Dr. Robert L. Baker:
My initial contact with anomalistic observational phenomena - AOP - came in 1954 when I was a consultant to Douglas Aircraft Co. in Santa Monica, Calif., serving as special assistant to Dr. W. B. Kiemperer, director of Douglas' research staff. The data consisted of two short film clips: one taken in Montana - termed by us as the Montana film-and one taken in Utah - called by us the Utah film. These films were provided to us by the Air Technical Intelligence Center - ATIC, now the Foreign Technology Division - FTD - at Wright-Patterson Air Force Base; 35-millimeter prints were furnished by Green-Rouse Productions of Samuel Goldwyn Studios.

Both films had been taken by apparently reliable and unbiased men using amateur movie cameras and, in each case, there was a credible, substantiating witness present. The films exhibited the motion of rather fuzzy white dots, but the Montana film was remarkable in that foreground was visible on most of the frames.

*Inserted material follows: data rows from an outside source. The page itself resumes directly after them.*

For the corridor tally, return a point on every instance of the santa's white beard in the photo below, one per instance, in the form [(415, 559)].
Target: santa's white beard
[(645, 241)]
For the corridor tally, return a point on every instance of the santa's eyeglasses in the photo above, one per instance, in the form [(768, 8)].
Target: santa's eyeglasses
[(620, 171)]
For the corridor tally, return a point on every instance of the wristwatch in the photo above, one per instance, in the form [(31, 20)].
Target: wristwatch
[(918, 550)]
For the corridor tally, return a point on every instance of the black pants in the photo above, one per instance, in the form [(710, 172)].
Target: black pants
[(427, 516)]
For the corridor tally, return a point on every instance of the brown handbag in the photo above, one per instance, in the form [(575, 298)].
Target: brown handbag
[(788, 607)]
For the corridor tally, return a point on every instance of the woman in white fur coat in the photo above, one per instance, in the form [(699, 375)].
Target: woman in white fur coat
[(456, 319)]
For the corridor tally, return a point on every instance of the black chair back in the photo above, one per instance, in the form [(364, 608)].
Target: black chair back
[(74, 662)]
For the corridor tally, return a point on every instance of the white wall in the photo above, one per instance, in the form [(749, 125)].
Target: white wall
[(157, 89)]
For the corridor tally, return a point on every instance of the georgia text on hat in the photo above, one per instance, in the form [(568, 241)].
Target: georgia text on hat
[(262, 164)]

Preliminary analysis excluded most natural phenomena. More detailed study indicated that the only remaining natural phenomenon candidate for the Utah film was birds in flight, and for the Montana film it was airplane fuselage reflections of the sun. After about 18 months of rather detailed, albeit not continuous, study using various film-measuring equipment at Douglas and at UCLA, as well as analysis of a photogrammetric experiment, it appeared that neither of these hypothesized natural phenomena explanations had merit, and a report was published by me (Baker [1956] )and forwarded to Brig. Gen. Harold E. Watson, commander, ATIC. Since the description of the circumstances of the filming and the analyses of the data provided on the films is rather lengthy, and have since been published in the open literature, it does not seem unreasonable to repeat the analyses here.

<snip>

To this date my analyses of anomalistic motion picture data have been rather ungratifying. Although I am convinced that many of the films indeed demonstrated the presence of anomalistic phenomena, they all have the characteristic of rather ill-defined blobs of light, and one can actually gain little insight into the real character of the phenomena. For example, linear distance, speed, and acceleration cannot be determined precisely, nor can size and mass. As I will discuss in a moment, this situation is not particularly surprising, since, without a special-purpose sensor system expressly designed to obtain information pertinent to anomalistic observational phenomena, or a general-purpose sensor system operated so as not to disregard such data, the chance for obtaining high-quality hard data is quite small.